Previous efforts to export North Slope gas have evaluated a route to Valdez; the final EIS for the Trans-Alaska Gas System released in 1988 determined Valdez to be preferable over Cook Inlet, according to FERC.
“AGDC indicated that the difference between the Valdez delivery option evaluated in 1988 and the current alternative alignment is that the Delta and Gulkana Rivers were designated as Wild and Scenic Rivers on December 2, 1980, subsequent to the issuance of the 1988 final EIS, and that the approvals necessary to cross these rivers are an excluding factor,” FERC asserted in its attachment to the Feb. 15 letter.

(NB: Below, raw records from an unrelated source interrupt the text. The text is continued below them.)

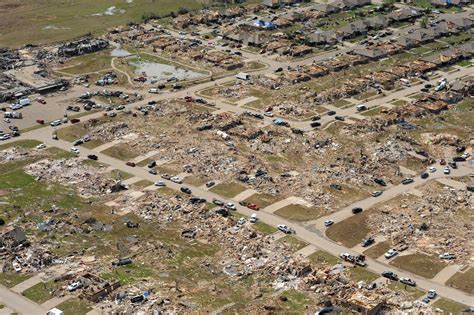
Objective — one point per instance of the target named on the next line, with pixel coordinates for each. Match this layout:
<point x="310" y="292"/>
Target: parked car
<point x="176" y="179"/>
<point x="210" y="184"/>
<point x="390" y="275"/>
<point x="377" y="193"/>
<point x="284" y="229"/>
<point x="217" y="202"/>
<point x="253" y="206"/>
<point x="356" y="210"/>
<point x="328" y="222"/>
<point x="391" y="253"/>
<point x="367" y="242"/>
<point x="186" y="190"/>
<point x="408" y="281"/>
<point x="447" y="256"/>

“However, the TAGS final EIS evaluated the Delta and Gulkana Wild and Scenic Rivers along the Valdez delivery option and concluded that ‘there would be no direct impacts to the Gulkana and Delta Wild and Scenic River areas since the route would not cross the designated portions of these rivers.’”
The Alaska Gasline Port Authority, comprised of the City of Valdez and the Fairbanks North Star Borough, urged FERC about a year ago to consider routing the Alaska LNG Project to Valdez as it would provide natural gas along the Richardson Highway corridor and save the Fairbanks Borough up to $100 million to build the 30-mile spur line needed to get gas from the large line under the current alignment, local officials said at the time.

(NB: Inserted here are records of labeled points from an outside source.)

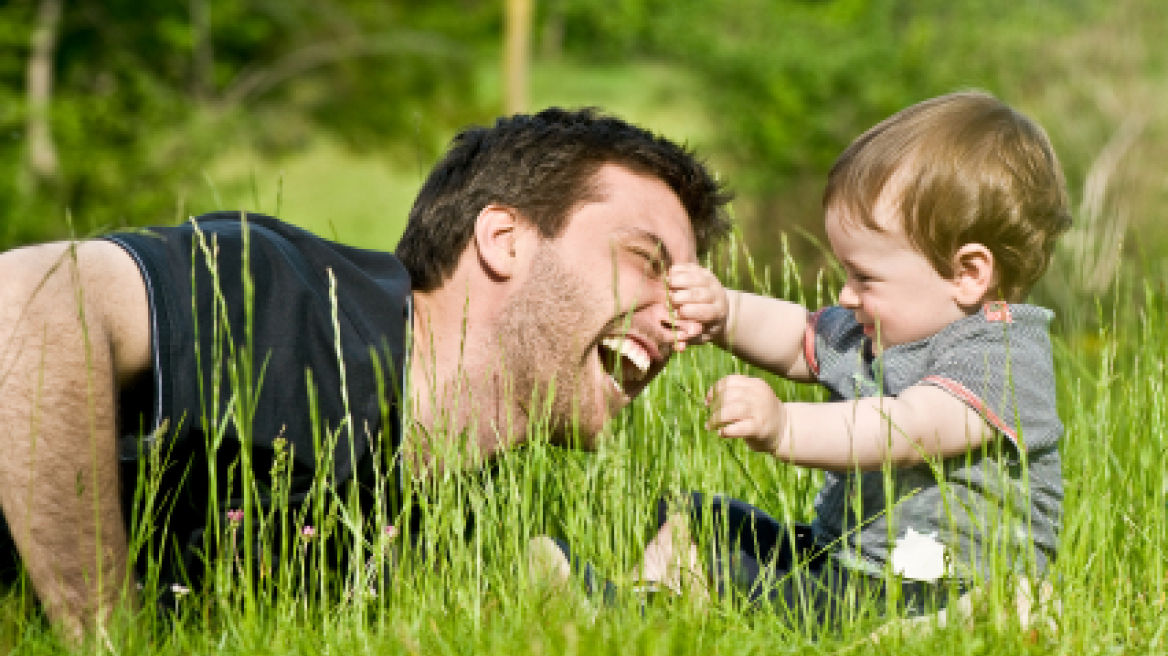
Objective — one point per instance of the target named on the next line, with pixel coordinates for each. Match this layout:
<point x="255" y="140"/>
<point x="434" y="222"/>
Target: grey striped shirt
<point x="999" y="506"/>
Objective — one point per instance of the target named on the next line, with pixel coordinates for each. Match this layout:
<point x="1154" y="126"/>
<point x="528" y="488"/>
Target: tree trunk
<point x="516" y="55"/>
<point x="42" y="153"/>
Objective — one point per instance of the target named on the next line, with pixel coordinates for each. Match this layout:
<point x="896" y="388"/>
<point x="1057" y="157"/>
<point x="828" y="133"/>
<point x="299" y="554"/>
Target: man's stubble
<point x="544" y="347"/>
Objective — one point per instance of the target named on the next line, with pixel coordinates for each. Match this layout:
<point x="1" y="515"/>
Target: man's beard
<point x="543" y="339"/>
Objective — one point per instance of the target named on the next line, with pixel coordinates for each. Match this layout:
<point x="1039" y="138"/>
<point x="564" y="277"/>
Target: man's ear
<point x="974" y="274"/>
<point x="498" y="231"/>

More recently Matanuska-Susitna Borough officials asked FERC to consider Port MacKenzie on Jan. 9. According to a Feb. 16 borough press release, AGDC dismissed a Port MacKenzie alternative, but according to the borough, it mistakenly studied a shallow-water site about 4 miles north of the actual port.

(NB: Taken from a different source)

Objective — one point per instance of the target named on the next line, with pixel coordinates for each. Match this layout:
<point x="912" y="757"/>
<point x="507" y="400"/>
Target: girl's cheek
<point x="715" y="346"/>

Mat-Su officials contend ending at their port could save the project up to $3 billion because the pipeline — about 50 miles shorter — would not have to cross the bottom of Cook Inlet and as such would be environmentally safer as well.
“The Mat-Su Borough fully supports this worthy (gasline) effort and simply requests that our deep draft port be considered, as promised,” Mayor Vern Halter said in a formal statement.
Mat-Su Borough spokeswoman Patty Sullivan said in an interview that borough officials learned of the site discrepancy after the EIS application was filed.
Carlstrom said Port MacKenzie was removed from consideration when the project was led by the producers’ joint venture because it is classified as a multi-use port and a 20 million tons per year LNG plant spreading over hundreds of acres would preclude other activities.
According to Sullivan, the area examined north of the port is referred to as “Point MacKenzie” by AGDC when the actual Point MacKenzie, classified by the U.S. Coast Guard, is a short distance south of the port. The discrepancy has not been explained, she said.
Additionally, the borough has long touted Port MacKenzie for its naturally deep water — up to 60 feet at low tide — and the thousands of acres of developable land in the area.
“We really are the large industrial port with the least amount of neighbors,” Sullivan said.
She emphasized the Mat-Su Borough supports the gasline project, but that officials simply want their proposals vetted appropriately.
AGDC officials that have worked on the project since its inception said they were informed of the producers’ choice of Nikiski in 2013 but specifics as to why were not offered and additional examination beyond what the producers — highly experienced in this type of work — had done would have added substantially to costs and potentially delayed the project for years.
ExxonMobil project leaders said in October 2013 that Nikiski was the preferred choice out of 20 possible locations because it allows the gasline to feed the state’s largest population centers with a long-term supply of natural gas.
The Nikiski site also offers more flat land that is easier to develop along with better access and weather that allows for year-round construction, the producers said in 2013.
Carlstrom said avoiding crossing the Chugach Mountains on the route to Valdez was also a factor in choosing Nikiski.
“Mountain ranges for pipelines, though not insurmountable obstacles, they’re best avoided and by following the corridor paralleling TAPS from Prudhoe Bay to just north of Fairbanks and then connecting with the Parks Highway corridor we completely avoid that mountain range,” he said.